There is, of course, a long tradition of doctors who wrote both belles lettres and
non-fiction. My own father wrote and published poetry. I have hastened to point out the established doctor-writer tradition whenever I’ve had second thoughts about the career change. John Keats was an apothecary, Anton Chekhov was a doctor, and James Joyce began medical school three times before he wisely gave up. Gertrude Stein attended Johns Hopkins Medical School, my alma mater, before she, too, quit. And yet, even were I to succeed on the level of those famous writers, a Jewish-mother caricature hovers over me in disapproval. I am reminded of the joke about the first Jewish president; during the inauguration, his mother whispers to the man sitting next to her, “See that man with his hand up getting sworn in as the next president? His brother’s a doctor!”
Until I began working on a book of short stories chronicling the history of medicine, the association between writing and medicine meant little more to me than a rationalization of my own career choices. I never fully appreciated the central impact that medicine and its practitioners have had on modern literature. But several of the key figures in the history of literature and philosophy were medical men who remade the world of letters and politics according to medicine’s scientific and materialist view of human nature.
It was during the Renaissance, when the scientific worldview became once again ascendant, that people began to turn to doctors as authorities on how to live. Moreover, many writers who wanted to understand human nature felt compelled to engage directly with the material reality of the human body. The first of these humanist doctor-writers was 16th-century Frenchman Francois Rabelais who, according to Encyclopedia Britannica, “ranks with Boccaccio as a founding father of Western realism.” Now, that’s a blurb. Rabelais received his degree at Montpellier, the oldest continuously operating medical school in the world, and his taboo-busting candor on human body function in his comic masterpiece Gargantua and Pantagruel changed the way writers wrote forever after. Likewise, the most influential philosopher of the Enlightenment was a physician. That was John Locke, the man from whom Thomas Jefferson cribbed the line “life, liberty, and the pursuit of happiness.” See that man whose unremunerated scribbling inspired the Founding Fathers of the United States of America more than any other writer? Well, his mother Agnes needn’t be disappointed with him, because he was a doctor!
Walt Whitman was not a doctor, but he volunteered as a nurse in Washington D.C.’s military hospitals during the Civil War, and wrote poetry that was revolutionary in its attunement to sensory, bodily experience and to human vulnerability and suffering. Whitman wrote in 1864: "It is Sunday afternoon, middle of summer, hot and oppressive, and very silent through the ward. I am taking care of a critical case, now lying in a half lethargy. Near where I sit is a suffering rebel, from the 8th Louisiana; his name is Irving.

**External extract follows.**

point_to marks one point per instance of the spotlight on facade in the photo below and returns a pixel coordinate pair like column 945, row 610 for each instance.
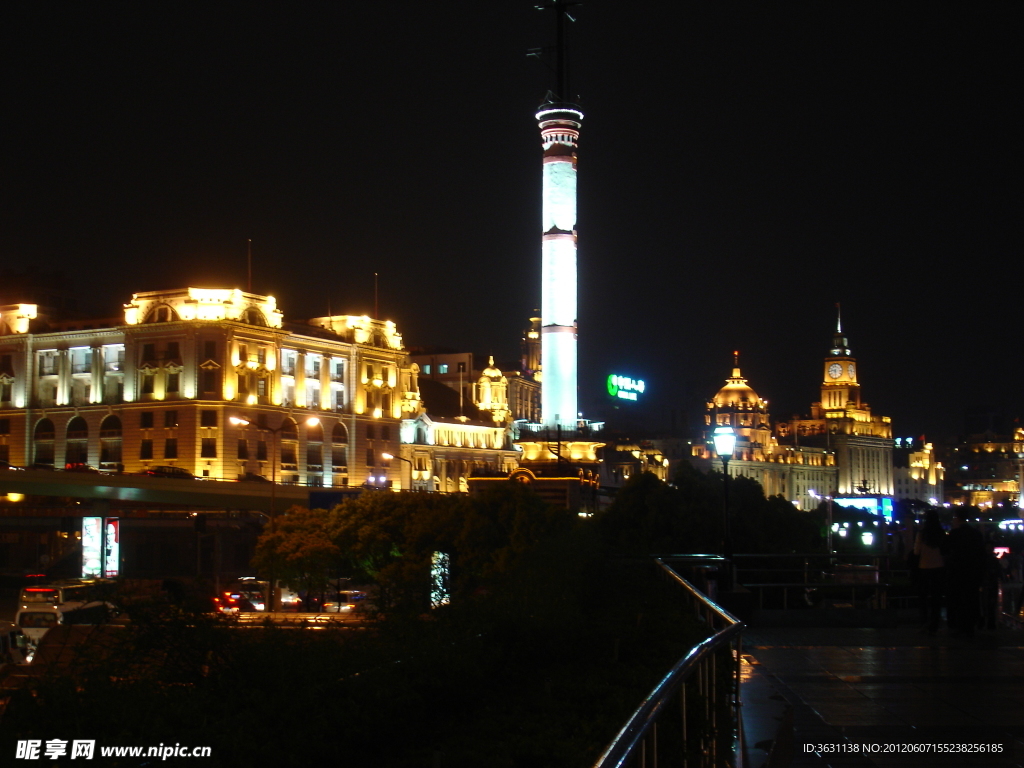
column 725, row 441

He has been here a long time, badly wounded, and lately had his leg amputated; it is not doing very well. Right opposite me is a sick soldier-boy, laid down with his clothes on, sleeping, looking much wasted, his pallid face on his arm. I see by the yellow trimming on his jacket that he is a cavalry boy. I step softly over and find by his card that he is named William Cone, of the 1st Maine cavalry, and his folks live in Skowhegan."
When a soldier died or was determined a lost cause, Whitman observed, the busy surgeons admirably hurried on to someone else who could benefit from their aid. But Whitman lingered as a witness. In so doing, he comforted, understood, and uplifted not only the sufferers he sat with in the hospital but sufferers born long after him, who would hear their own pain and joy expressed in his poetry. A writer is in some respects a doctor to generations yet unborn.
My book is not a paean to the medical professional, by any means. It attempts to do for doctors what good doctors do for us: to understand their troubles, for it’s no easy career. Neither is being a writer, for that matter!